Hace cinco semanas, mi mundo cambió de la forma más hermosa y desafiante cuando me convertí en madre. Mi hijo, con sus deditos y sus suaves suspiros, se convirtió en el centro de mi universo. Sin embargo, en medio de este amor nuevo y abrumador, una sombra se cernía sobre la felicidad de nuestra pequeña familia: mi suegra.
Desde el momento en que trajimos a nuestro hijo a casa, se instaló en nuestro salón, transformándolo en su campamento base. Puede que sus intenciones fueran buenas, al menos eso creía mi marido, que afirmaba que estaba aquí para ayudarnos a atravesar estos primeros días de paternidad. Sin embargo, su presencia se convirtió rápidamente en otra fuente de estrés. Llenaba nuestra casa de visitas, contribuyendo al caos en lugar de aliviarlo. A pesar de ello, me mordía la lengua, prefiriendo el silencio a la confrontación, en aras de la paz.

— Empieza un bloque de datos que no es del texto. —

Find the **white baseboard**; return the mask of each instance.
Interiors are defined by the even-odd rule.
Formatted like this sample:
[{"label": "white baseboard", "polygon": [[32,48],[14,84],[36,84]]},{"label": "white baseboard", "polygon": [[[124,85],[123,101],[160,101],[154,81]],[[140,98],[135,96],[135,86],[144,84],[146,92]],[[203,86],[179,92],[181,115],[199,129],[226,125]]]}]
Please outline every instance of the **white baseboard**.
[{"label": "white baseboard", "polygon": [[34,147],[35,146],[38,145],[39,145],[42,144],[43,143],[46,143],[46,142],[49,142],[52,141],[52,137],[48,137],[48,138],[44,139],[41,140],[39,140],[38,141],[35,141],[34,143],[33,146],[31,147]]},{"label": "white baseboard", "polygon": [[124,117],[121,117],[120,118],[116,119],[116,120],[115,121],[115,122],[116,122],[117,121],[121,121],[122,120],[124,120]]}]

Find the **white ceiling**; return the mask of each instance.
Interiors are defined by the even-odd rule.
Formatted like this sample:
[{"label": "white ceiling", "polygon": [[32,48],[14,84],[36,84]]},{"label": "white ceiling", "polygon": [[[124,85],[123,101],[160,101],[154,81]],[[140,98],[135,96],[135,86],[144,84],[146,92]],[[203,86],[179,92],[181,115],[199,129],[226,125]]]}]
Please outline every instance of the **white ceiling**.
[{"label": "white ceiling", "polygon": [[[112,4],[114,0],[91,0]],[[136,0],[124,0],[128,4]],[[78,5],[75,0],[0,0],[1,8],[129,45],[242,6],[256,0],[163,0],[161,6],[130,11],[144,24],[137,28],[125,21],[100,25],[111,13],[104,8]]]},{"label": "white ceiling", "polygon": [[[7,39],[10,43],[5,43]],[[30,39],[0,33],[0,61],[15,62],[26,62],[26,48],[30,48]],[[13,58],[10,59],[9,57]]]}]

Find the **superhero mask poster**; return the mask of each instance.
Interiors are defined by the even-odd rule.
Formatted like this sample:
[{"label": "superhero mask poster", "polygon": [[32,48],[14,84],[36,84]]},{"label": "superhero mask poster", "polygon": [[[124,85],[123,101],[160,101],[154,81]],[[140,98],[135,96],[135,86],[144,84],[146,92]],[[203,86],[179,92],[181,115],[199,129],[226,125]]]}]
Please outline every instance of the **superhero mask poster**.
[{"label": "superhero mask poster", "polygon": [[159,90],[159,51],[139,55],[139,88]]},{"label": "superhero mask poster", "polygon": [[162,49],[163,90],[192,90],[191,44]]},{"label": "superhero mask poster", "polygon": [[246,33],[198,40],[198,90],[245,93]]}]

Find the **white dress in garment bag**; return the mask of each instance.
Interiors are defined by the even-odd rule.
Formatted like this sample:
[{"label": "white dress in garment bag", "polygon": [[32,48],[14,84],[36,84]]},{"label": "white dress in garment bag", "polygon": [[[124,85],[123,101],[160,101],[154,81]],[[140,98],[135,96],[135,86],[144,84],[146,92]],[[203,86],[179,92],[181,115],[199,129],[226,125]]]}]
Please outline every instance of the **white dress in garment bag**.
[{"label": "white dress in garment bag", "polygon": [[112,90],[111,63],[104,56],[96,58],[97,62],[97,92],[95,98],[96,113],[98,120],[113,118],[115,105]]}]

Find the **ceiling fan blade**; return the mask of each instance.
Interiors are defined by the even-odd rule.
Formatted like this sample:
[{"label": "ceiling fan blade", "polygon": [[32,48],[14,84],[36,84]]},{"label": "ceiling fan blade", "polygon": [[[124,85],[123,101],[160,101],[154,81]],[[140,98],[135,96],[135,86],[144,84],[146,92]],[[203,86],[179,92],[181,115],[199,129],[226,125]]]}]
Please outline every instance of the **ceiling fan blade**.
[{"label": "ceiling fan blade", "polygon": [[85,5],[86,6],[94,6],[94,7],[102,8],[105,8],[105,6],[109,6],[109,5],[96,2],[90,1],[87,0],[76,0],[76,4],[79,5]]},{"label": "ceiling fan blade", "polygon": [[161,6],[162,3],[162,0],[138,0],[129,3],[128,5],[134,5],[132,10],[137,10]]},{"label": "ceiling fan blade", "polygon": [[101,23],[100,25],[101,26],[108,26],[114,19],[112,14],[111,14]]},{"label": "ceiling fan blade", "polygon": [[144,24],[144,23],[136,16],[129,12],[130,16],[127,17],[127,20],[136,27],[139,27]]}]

En medio del interminable ciclo de dar de comer, cambiar pañales y tranquilizar a mi hijo para que se durmiera, encontraba poco tiempo para mí, y a menudo pasaba horas sin comer. Mi suegra, alegando que estaba allí para cocinar, no extendió su apoyo para ayudar realmente con el bebé. Al final, estaba agotada y hambrienta, aferrándome a la esperanza de que al menos no tendría que preocuparme por las comidas.